This may well be different on other systems, depending on the BMC,
number of sensors, etc. Therefore I think this should remain a tunable,
because finding an optimal value for arbitrary systems will be hard. Of
course, the impi driver could implement some sort of self-tuning logic,
but that would be overengineered to my taste. kipmid_max_busy would give
HW vendors a chance to determine an optimal value for a given system and
give a respective recommendation to users.

Best regards
Martin

--
Martin Wilck
PRIMERGY System Software Engineer
FSC IP ESP DEV 6

Fujitsu Siemens Computers GmbH
Heinz-Nixdorf-Ring 1
33106 Paderborn
Germany

Tel: ++49 5251 525 2796
Fax: ++49 5251 525 2820
Email: mailto:[email protected]
Internet: http://www.fujitsu-siemens.com
Company Details: http://www.fujitsu-siemens.com/imprint.html


Attachments:
ipmi_si_max_busy-fixed-2.6.29-rc8.diff (3.22 kB)

2009-03-23 13:25:52

by Martin Wilck

[permalink] [raw]
Subject: Re: [PATCH] limit CPU time spent in kipmid

Corey Minyard wrote:

>>> It's actually already sort of self-tuning. kipmid sleeps unless there is
>>> IPMI activity. It only spins if it is expecting something from the
>>> controller.

The self-tuning is fine (as long as there is no CPU load, which may slow
down stuff a lot, see my other posting). But on systems with many
sensors it will lead to considerable CPU time shown in "top" and other
tools for kipmid. And this confuses users. Users think that this is the
hardware vendor's fault - that's why I am sending this patch (if you so
wish, it is indeed the vendor's fault to use the outdated KCS interface
- but that's a different discussion, please let's keep it separate).

>>> I've been thinking about this a little more. Assuming that the self-tuning
>>> is working (and it appears to be working fine on my systems), that means
>>> that something is causing the IPMI driver to constantly talk to the
>>> management controller. I can think of three things:
>>>
>>> 1. The user is constantly sending messages to management controller.

This is what I did in my benchmark, of course. But also in real systems,
there are now many sensors (think dozens of DIMMs with several sensors
on each DIMM) and many events, causing constant IPMI traffic.

>>> 2. There is something wrong with the hardware, like the ATTN bit is
>>> stuck high, causing the driver to constantly poll the management
>>> controller.
>>> 3. The driver either has a bug or needs some more work to account for
>>> something the hardware needs it to do to clear the ATTN bit.

I think both 2.) and 3.) is not the case here.

>>> If it's #1 above, then I don't know if there is anything we can do about
>>> it.

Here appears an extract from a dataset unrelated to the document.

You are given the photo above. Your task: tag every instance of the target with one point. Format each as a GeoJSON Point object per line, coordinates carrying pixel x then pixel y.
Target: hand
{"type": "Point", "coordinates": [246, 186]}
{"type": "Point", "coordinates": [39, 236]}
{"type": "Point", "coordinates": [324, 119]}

The patch Martin sent will simply slow things down.

True, but only a little bit. Please look at the numbers in my other posting.

Best regards
Martin

--
Martin Wilck
PRIMERGY System Software Engineer
FSC IP ESP DEV 6

Fujitsu Siemens Computers GmbH
Heinz-Nixdorf-Ring 1
33106 Paderborn
Germany

Tel: ++49 5251 525 2796
Fax: ++49 5251 525 2820
Email: mailto:[email protected]
Internet: http://www.fujitsu-siemens.com
Company Details: http://www.fujitsu-siemens.com/imprint.html

2009-03-23 15:59:28

by Greg KH

[permalink] [raw]
Subject: Re: [PATCH] limit CPU time spent in kipmid (PREVIOUS WAS BROKEN)

On Mon, Mar 23, 2009 at 02:17:20PM +0100, Martin Wilck wrote:
> +module_param(kipmid_max_busy, uint, 0);

Can you make this modifiable at runtime by setting the mode to 0644?
That way people would not have to unload and then reload the module in
order to be able to fix their machines, as they usually don't know they
have a problem until they run their system for a while.

thanks,

greg k-h

2009-03-23 16:20:37

by Martin Wilck

[permalink] [raw]
Subject: Re: [PATCH] limit CPU time spent in kipmid (PREVIOUS WAS BROKEN)

Greg KH wrote:

> Can you make this modifiable at runtime by setting the mode to 0644?
> That way people would not have to unload and then reload the module in
> order to be able to fix their machines, as they usually don't know they
> have a problem until they run their system for a while.

Good point, but let's first sort out if there's agreement about the
general idea, and do the fine-tuning later. I may actually make sense to
make this an array parameter so that different IPMI interfaces can have
different settings (like force_kipmid).

Martin

--
Martin Wilck
PRIMERGY System Software Engineer
FSC IP ESP DEV 6

Fujitsu Siemens Computers GmbH
Heinz-Nixdorf-Ring 1
33106 Paderborn
Germany

Tel: ++49 5251 525 2796
Fax: ++49 5251 525 2820
Email: mailto:[email protected]
Internet: http://www.fujitsu-siemens.com
Company Details: http://www.fujitsu-siemens.com/imprint.html

2009-03-23 20:39:47

by Corey Minyard

[permalink] [raw]
Subject: Re: [PATCH] limit CPU time spent in kipmid (PREVIOUS WAS BROKEN)

I've done some experimenting with your patch and some more thinking.
(BTW, setting the permissions of kipmid_max_busy to 0644 as Greg
suggested makes changing the value for testing a lot easier :).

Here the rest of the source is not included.